Friday, 22 July 2011

Truckers got to love that coast-to-coast highway

Bust of Abraham Lincoln overlooking I-80 in Wyoming -photo Lindsay Godfree

Spending your life traveling on America’s highways is a unique lifestyle, and you have to love “the road.” Cross country drivers really appreciate the Interstate Highways and the visionaries who built them especially when the roads are smooth and get you there fast. If you explore the conception and building of the highway systems, you will discover the origins of the Lincoln Highway, conceived in 1913 as America’s first coast-to-coast highway. At the beginning it was an experiment in road building that is eventually credited with “pulling the nation out of the mud and starting it on a great travel adventure.”

The original highway stretched from New York City’s Times Square at Broadway and Forty-Second Street to San Francisco’s Lincoln Park on the Pacific shore. It crossed the states of New Jersey, Pennsylvania, Ohio, Indiana, Illinois, Iowa, Nebraska, Wyoming, Utah, Nevada, and California on its way across the country. Like the historic Route 66, it is often in pieces away from the current Interstate System but close by. Some sections are integrated in the current highway system.

While driving across Interstate 80 today you will find the Lincoln Highway in Wyoming, set with and an impressive bust of Abraham Lincoln atop a rocky outcropping just east of Laramie, and at the summit a welcome center for Wyoming. As a trucker, you may know this stretch of road well since it becomes very treacherous during the icy roads of winter and the hill is sometimes covered in snow and slick when other parts of the highway are not.

Henry Bourne Joy memorial - photo Lindsay Godfree

Amazingly, one man thought it was a great place to be buried. That man was Henry Bourne Joy, President of the Packard Motor Car Company, one of the major forces behind the Lincoln Highway Association whose goal it was to construct a concrete highway across the country. During his life he was dedicated to the dream of a cross country highway system for automobiles.

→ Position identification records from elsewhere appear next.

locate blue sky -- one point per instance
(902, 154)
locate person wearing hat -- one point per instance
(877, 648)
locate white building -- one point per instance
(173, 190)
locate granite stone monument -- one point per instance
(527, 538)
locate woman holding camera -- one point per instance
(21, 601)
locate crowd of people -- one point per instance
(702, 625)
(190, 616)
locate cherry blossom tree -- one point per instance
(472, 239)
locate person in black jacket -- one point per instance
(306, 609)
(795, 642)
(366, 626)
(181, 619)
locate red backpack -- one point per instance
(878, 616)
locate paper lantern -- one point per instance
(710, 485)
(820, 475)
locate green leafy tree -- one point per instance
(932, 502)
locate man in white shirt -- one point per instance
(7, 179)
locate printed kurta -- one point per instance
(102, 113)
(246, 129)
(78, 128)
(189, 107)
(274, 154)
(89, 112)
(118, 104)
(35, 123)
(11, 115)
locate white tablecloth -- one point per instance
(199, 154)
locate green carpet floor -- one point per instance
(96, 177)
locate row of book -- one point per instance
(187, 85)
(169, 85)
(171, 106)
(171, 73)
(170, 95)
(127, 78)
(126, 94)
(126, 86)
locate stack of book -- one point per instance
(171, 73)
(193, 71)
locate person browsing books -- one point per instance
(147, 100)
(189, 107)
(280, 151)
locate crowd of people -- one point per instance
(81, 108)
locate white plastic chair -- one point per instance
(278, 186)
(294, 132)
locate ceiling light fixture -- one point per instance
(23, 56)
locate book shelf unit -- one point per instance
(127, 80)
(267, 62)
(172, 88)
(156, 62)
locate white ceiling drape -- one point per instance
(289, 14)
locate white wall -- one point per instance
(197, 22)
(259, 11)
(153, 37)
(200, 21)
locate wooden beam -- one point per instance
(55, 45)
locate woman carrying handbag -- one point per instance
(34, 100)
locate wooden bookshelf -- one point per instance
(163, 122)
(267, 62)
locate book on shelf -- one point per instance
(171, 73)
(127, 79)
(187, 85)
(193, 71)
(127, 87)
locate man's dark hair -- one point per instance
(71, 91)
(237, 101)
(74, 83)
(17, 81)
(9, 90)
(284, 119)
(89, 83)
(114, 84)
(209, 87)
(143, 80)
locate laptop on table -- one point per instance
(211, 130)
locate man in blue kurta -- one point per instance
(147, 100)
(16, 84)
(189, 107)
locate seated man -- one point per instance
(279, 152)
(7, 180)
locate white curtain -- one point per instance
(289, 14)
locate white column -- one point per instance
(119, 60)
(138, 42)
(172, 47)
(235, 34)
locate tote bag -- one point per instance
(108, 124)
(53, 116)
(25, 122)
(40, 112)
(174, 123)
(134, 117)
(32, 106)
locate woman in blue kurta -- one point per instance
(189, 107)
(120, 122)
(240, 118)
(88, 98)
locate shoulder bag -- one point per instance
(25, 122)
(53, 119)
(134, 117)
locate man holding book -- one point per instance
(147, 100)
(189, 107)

He loved this highway so much he wanted to be buried on it at the end of his life. Although his family denied his request to be buried along the Highway they did erect the monument for him and you will find it at the foot of the Lincoln statue at the Summit Rest Area.

Also seen at this exit is a Wyoming welcome center with interesting dioramas of Wyoming’s wildlife with grizzly bear and some antelope that are often seen crossing the plains. You can look out the large picture window for a stunning view of the highway, traffic, a hawk perched on the treetop, wildflowers or silent snow drifts, depending on the time of year.

In Wyoming there is a driving tour of the Old Lincoln Highway consisting of two routes coming out of Laramie for a total distance of 145 miles. For directions and how to follow the Old Lincoln Highway consult the Lincoln Highway Assoc. I don’t imagine this is for truckers but would be an interesting side trip if you were waiting for a load in Laramie.

For a state-by-state series of guidebooks to this great road, start with a book titled, “The Lincoln Highway: Iowa and moves west from there.”